Un juge fédéral de New York a autorisé la publication d’un document présenté comme une note de suicide présumée de Jeffrey Epstein, sans pour autant en confirmer l’authenticité. Cette décision intervient dans le cadre d’une procédure pénale distincte et s’appuie uniquement sur le fait que la pièce est considérée comme un document judiciaire accessible au public.
Le document a été rendu public mercredi par le juge fédéral Kenneth Karas. Il avait été versé au dossier dans l’affaire de Nicholas Tartaglione, un ancien policier condamné pour meurtre, qui partageait alors une cellule avec Epstein. Jeffrey Epstein, financier déchu et condamné pour crimes sexuels, a été retrouvé mort dans sa cellule à Manhattan en 2019, alors qu’il attendait son procès pour trafic sexuel au niveau fédéral. Les autorités avaient conclu à un suicide.
Selon les avocats de Tartaglione, celui-ci aurait découvert la note lorsque les deux hommes ont partagé la même cellule pendant environ deux semaines en juillet 2019. Écrite à la main sur un bloc-notes jaune, la page contient un court message au ton sombre et désabusé.
« Ils m’ont enquêté pendant des mois — et n’ont rien trouvé !!! Alors des accusations vieilles de 15 ans ont tout déclenché », indique le texte. La note ajoute : « C’est un plaisir de pouvoir choisir le moment de dire adieu. Que voulez-vous que je fasse — éclater en sanglots ? Ce n’est pas amusant — ça n’en vaut pas la peine !! »
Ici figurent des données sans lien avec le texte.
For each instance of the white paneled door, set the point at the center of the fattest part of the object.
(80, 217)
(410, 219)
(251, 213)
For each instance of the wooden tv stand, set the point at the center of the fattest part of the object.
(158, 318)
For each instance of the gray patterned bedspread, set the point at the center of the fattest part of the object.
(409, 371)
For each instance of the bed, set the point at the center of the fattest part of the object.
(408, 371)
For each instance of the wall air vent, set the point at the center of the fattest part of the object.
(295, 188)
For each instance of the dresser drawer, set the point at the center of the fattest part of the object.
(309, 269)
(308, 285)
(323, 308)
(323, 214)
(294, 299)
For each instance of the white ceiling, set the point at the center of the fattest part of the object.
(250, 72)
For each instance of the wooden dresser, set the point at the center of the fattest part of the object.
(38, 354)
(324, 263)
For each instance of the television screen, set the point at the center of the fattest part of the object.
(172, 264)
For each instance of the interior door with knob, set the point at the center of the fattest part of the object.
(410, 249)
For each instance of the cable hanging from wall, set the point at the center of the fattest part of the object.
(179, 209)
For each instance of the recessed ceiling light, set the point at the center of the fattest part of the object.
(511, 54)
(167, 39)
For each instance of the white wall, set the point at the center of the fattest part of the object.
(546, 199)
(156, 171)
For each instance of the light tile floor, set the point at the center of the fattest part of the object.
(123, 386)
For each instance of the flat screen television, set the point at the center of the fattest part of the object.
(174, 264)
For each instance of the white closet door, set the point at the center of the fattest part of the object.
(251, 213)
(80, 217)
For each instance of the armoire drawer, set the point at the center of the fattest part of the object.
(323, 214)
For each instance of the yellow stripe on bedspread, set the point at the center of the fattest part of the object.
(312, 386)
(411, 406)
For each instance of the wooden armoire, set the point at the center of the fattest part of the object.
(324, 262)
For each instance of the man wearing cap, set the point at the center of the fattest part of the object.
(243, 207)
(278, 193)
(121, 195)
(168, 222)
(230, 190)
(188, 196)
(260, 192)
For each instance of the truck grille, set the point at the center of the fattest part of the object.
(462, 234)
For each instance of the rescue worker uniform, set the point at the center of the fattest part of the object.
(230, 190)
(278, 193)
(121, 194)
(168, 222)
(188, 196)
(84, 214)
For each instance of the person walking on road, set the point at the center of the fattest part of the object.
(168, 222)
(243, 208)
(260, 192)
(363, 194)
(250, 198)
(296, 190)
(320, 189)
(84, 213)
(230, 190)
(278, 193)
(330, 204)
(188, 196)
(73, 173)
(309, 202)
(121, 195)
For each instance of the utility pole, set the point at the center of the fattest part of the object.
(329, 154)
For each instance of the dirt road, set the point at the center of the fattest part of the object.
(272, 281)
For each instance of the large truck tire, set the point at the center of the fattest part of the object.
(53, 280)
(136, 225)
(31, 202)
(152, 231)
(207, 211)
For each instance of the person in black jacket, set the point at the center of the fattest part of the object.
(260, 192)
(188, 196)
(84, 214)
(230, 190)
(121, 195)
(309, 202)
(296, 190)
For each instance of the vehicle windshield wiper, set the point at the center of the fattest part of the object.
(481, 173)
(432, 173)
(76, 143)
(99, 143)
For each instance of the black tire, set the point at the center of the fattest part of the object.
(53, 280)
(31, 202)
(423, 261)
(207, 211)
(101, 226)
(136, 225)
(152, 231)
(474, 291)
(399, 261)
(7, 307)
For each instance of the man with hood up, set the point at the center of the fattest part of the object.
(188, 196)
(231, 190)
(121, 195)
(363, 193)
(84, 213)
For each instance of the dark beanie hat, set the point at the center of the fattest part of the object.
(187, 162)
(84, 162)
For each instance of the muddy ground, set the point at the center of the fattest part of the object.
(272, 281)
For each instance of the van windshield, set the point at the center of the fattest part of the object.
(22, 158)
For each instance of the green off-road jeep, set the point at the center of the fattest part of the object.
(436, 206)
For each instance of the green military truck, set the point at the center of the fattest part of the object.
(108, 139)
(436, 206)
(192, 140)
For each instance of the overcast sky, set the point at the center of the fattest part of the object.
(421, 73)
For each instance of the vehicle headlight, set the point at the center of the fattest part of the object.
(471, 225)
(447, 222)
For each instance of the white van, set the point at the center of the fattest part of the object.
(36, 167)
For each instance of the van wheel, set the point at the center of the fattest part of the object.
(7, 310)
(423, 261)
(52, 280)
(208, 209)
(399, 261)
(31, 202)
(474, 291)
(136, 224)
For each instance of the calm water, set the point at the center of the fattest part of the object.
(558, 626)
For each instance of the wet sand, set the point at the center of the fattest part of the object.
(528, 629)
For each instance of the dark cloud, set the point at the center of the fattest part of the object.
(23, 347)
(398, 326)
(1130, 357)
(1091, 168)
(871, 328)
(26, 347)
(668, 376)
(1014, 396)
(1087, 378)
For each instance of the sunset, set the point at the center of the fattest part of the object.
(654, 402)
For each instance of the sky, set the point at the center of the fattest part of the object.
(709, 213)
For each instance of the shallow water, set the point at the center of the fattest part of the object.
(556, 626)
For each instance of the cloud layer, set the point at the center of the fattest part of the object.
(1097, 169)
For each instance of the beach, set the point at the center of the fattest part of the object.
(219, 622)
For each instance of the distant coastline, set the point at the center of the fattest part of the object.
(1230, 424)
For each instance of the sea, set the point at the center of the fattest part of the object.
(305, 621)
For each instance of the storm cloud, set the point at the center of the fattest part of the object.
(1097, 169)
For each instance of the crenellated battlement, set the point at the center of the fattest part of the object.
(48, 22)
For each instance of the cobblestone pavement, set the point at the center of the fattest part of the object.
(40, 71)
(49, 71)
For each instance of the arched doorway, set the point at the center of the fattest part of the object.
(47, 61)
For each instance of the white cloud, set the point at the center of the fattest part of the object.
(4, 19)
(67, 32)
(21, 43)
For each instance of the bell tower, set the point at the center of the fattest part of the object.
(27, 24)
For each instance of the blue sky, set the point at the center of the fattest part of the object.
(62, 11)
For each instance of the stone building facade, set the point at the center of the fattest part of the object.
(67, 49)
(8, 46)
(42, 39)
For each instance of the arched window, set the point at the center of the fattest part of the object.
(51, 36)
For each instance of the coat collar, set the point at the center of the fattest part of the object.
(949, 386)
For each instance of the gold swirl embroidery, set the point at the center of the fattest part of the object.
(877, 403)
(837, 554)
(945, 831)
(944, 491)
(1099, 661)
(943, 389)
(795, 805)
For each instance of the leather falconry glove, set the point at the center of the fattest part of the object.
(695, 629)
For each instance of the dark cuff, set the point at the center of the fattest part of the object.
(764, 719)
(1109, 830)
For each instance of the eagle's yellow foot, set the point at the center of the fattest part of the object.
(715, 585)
Une pièce réclamée depuis des mois
Tartaglione, qui purge quatre peines de prison à perpétuité consécutives pour des meurtres liés à la drogue, avait déjà évoqué l’existence de cette note dans un podcast. D’après ses déclarations publiques, le document aurait été caché dans un livre au sein de la cellule qu’il partageait avec Epstein. Le financier est mort plusieurs semaines plus tard, le 10 août 2019.
La question de ce document a pris une nouvelle dimension après un article du New York Times publié l’an dernier. Le quotidien affirmait que la note n’avait jamais été examinée par les enquêteurs fédéraux et qu’elle ne figurait pas parmi les millions de documents liés à l’affaire Epstein rendus publics par le département de la Justice ces dernières années.
C’est le New York Times qui avait officiellement demandé au juge Karas d’autoriser la diffusion de la pièce. Sa décision n’établit toutefois pas que la note est authentique : elle confirme seulement qu’il s’agit d’un document judiciaire soumis au droit d’accès du public.
L’affaire Epstein reste au cœur des interrogations
Le cercle d’influence de Jeffrey Epstein, qui comptait des milliardaires, des célébrités et des responsables politiques, continue d’alimenter les spéculations, tout comme les circonstances de sa mort. L’affaire est devenue un symbole des zones d’ombre entourant les réseaux de pouvoir et les procédures judiciaires qui y sont liées.
L’an dernier, dans un rare consensus bipartisan, le Congrès américain a adopté une loi obligeant le département de la Justice à publier l’ensemble des dossiers liés à son enquête sur Epstein. Donald Trump, qui a reconnu avoir été son ami par le passé, s’était d’abord opposé au texte avant de le signer en novembre. Depuis, la Justice a rendu publics des millions de documents, mais plusieurs élus s’interrogent encore sur l’exhaustivité de cette divulgation.
Le Congrès mène également sa propre enquête, en convoquant plusieurs responsables actuels et anciens pour témoigner. Parmi eux figurent d’anciens grands noms de la vie politique américaine, dont Bill et Hillary Clinton, appelés dans le cadre de cette surveillance parlementaire renforcée.
Des auditions et des soupçons persistants
Mercredi, le secrétaire au Commerce Howard Lutnick s’est présenté devant la commission de surveillance de la Chambre des représentants. En amont de l’audition, le président républicain de la commission, James Comer, a estimé que l’intéressé n’avait pas été « totalement sincère » au sujet de ses liens avec Epstein.
Howard Lutnick avait affirmé dans un podcast avoir rompu tout contact avec Epstein dès 2005. Or, des documents ont montré que les deux hommes avaient continué à se voir à plusieurs reprises jusqu’en 2012. Ces révélations nourrissent un climat de défiance, alors que les autorités cherchent encore à clarifier l’ampleur exacte des relations entretenues par Epstein avec des personnalités influentes.
Pour autant, de simples relations avec le financier ne constituent pas en soi une infraction. À ce jour, personne n’a été inculpé aux États-Unis en lien avec les crimes présumés d’Epstein. Certaines personnalités ont toutefois fait l’objet de poursuites ou de procédures à l’étranger, notamment Andrew Mountbatten-Windsor, anciennement connu sous le nom de prince Andrew, ainsi que l’ancien ambassadeur britannique Peter Mandelson.